Explanation of this condition in binary tree

Question

I found a program online that traverses a binary tree in level order. The code below passes and produces the desired output:

class Solution {
public:

    std::vector< vector< int >> res;

    void buildVec(TreeNode* root, int level) {
        if(root==NULL)
            return;
        if(res.size()==level)
            res.push_back(vector< int >());

        res[level].push_back(root->val);
        buildVec(root->left, level+1);
        buildVec(root->right, level+1);
    }

    vector<vector<int>> levelOrder(TreeNode* root) {
        res.clear();
        buildVec(root, 0);
        return res;
    }
};

What I don't understand is the statement: if(res.size()==level). What exactly does this statement achieve? When the level is 2, there can be (at max) 4 elements (since levels start with 0), which is greater than the value of label (2). So, how does this statement work?

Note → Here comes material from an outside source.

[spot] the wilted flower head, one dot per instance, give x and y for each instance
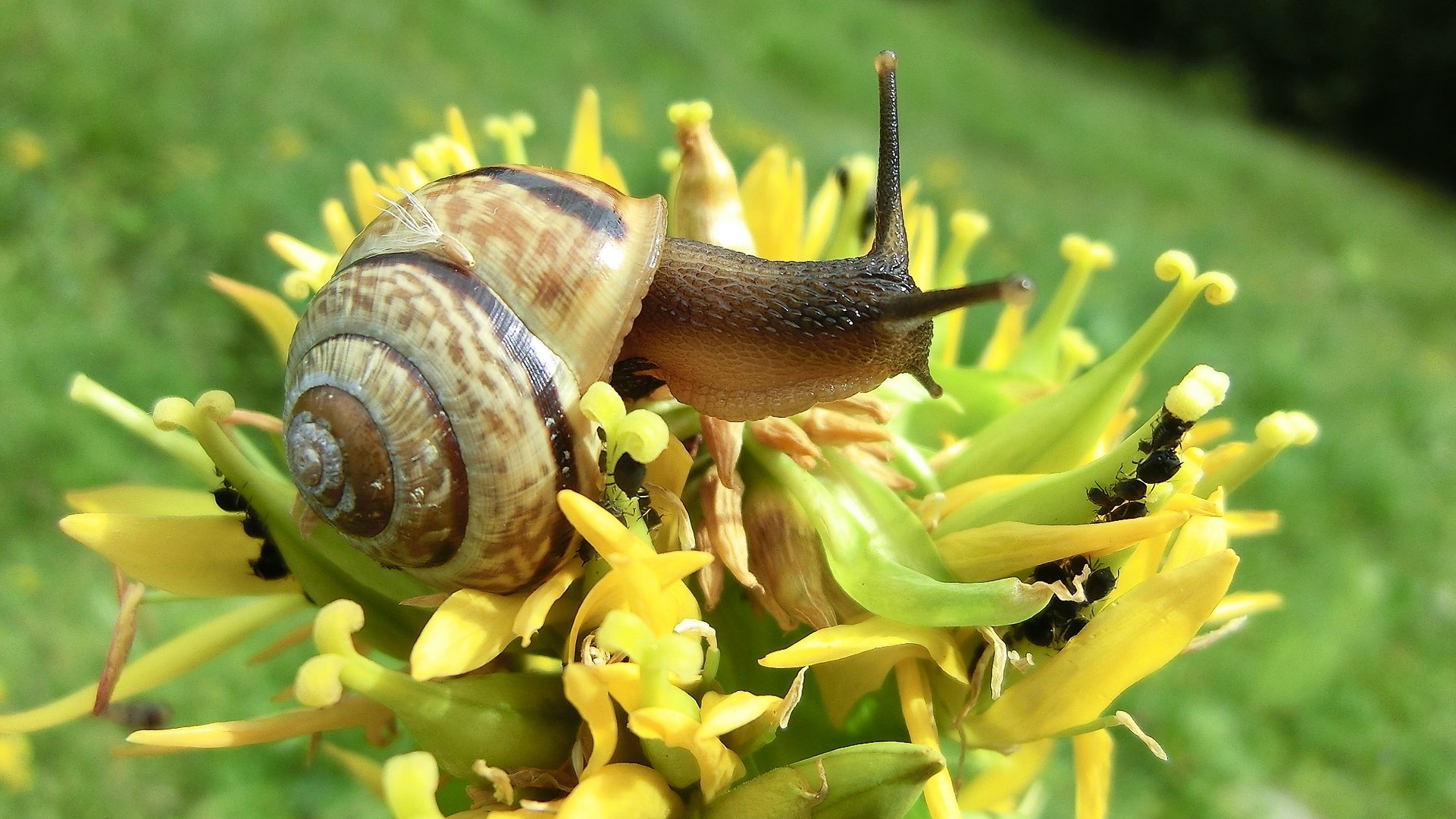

Edit: So, if the input is:

   3
 /  \
9   20
   /  \
  15   7

then the output returned would be

[
   [3],
   [9,20],
   [15,7],
]

Answer 1

The reason it is there is to avoid having the second recursive call to buildVec add another level-vector to the end of the result vector, even though the first call already added one for this particular level.

It is easiest to figure out what is going on by doing an example run on your example tree without 15 and 7.

The first thing levelOrder does is empty the res vector. Then it calls buildVec(root, 0). In there root isn't equal to NULL, but it holds res.size() = 0 = level, so an empty vector gets appended to res, thus res = [[]]. In the next step the value of the current node is pushed into the newly appended vector. So res = [[3]].

Then buildVec(root->left, 1) is called. There, again root isn't NULL but res.size() = 1 = level, so another empty vector is appended to res, therefore res = [[3], []]. We insert the value 9 into res[1], so now res = [[3], [9]].

When calling buildVec(root->left, 2) and buildVec(root->right, 2) nothing happens because both children don't exist, i.e. in these calls root == NULL returns true.

So we continue with the call buildVec(root->right, 1). Here, for the first time, res.size() = 2 != 1 = level. So we don't append a new vector. Then we insert the value 20 into res[1]. So res = [[3], [9, 20]].

Were the check res.size() == level not there, we would've appended a new empty vector at the end, so the result would've been res = [[3], [9, 20], []] instead.

But as it turns out, the check is incorrect. If you flip the tree to

     3
   /   \
  20    9
 / \
15  7

it will return [[3], [20, 9], [15, 7], []]. The correct check is res.size() <= level.

Answer 2

if(res.size()==level)
    res.push_back(vector< int >());

This statement is just to add another vector into the res for a new level.

  3
 /  \
9   20
   /  \
  15   7

Let's take for node 15 the level will be 2.

the value of res will be [[3], [9, 20]] and res.size() == 2, condition will be true, so it will create a new vector for new level and insert the node 15 in it, again for node 7 the condition will be false since the res.size() will become 3 so the node will be inserted in the res[level] vector without creating the new vector.